Graham McNamara, the director of sixth form at the school, said the sole pupil sitting the BMAT had to be put in isolation for two-and-a-half hours until the link arrived.
“He couldn’t have his phone and no one could speak to him,” McNamara said. “For him it was stressful – there is a lot riding on him doing well in the exam.”
The student hopes to study at Oxford.
The school had sourced mentoring from a local doctor and had invested hours in exam preparation.
George Budd, the principal of the independent boarding school Moreton Hall in Shropshire, said a specialist exam assistant sat with each of its three pupils before the tests to ensure all equipment was set up correctly.
He said problems could have adversely affected schools in which pupils did not sit the exams often.
Cambridge Assessment said it was “impossible to run tests in centres” because of the large number of candidates around the world who were either self-isolating or subject to restrictions.
As such, BMAT, with other exams such as Thinking Skills Assessment (TSA) and the Test of Mathematics for University Admission (TMUA), were delivered online through a platform provided by Mercer Mettl.

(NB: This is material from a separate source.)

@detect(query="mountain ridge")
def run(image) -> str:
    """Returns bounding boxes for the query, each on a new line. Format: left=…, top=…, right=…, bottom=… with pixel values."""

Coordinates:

A spokesperson for the board said it had used the platform “successfully to deliver online testing on several occasions”. Most of the 3,000 exam locations around the world had no problems.
“Unfortunately, some centres in the UK experienced technical issues and we are looking into these as a matter of urgency. At this stage, we have not confirmed the number of candidates affected, but it is a small percentage of the total number.”
Analysis of the board’s Twitter feed shows it received 16 complaints regarding links not being sent or logins not working between November 3 and 5.
Another teacher, who wishes to remain anonymous, had a pupil sitting the TSA to study land economy at Cambridge.
The student was unable to properly view sections of the exam as the screen zoomed in on text she was attempting to analyse, making it impossible to read.
“Because it was being invigilated online she didn’t want to run the risk of being accused of plagiarism or communicating during the exam so she stayed silent”, the teacher said.
“She definitely didn’t have the chance to answer the whole paper and is gutted this might count against her.”
The Cambridge Assessment spokesperson added: “It is extremely important to us that no candidate is disadvantaged and we have a special consideration process for any candidate who felt that something on test day – be it a technical or other issue – impeded their ability to answer the questions.”
The board was reviewing such requests and “working closely” with the universities involved. A full update would be made later this week.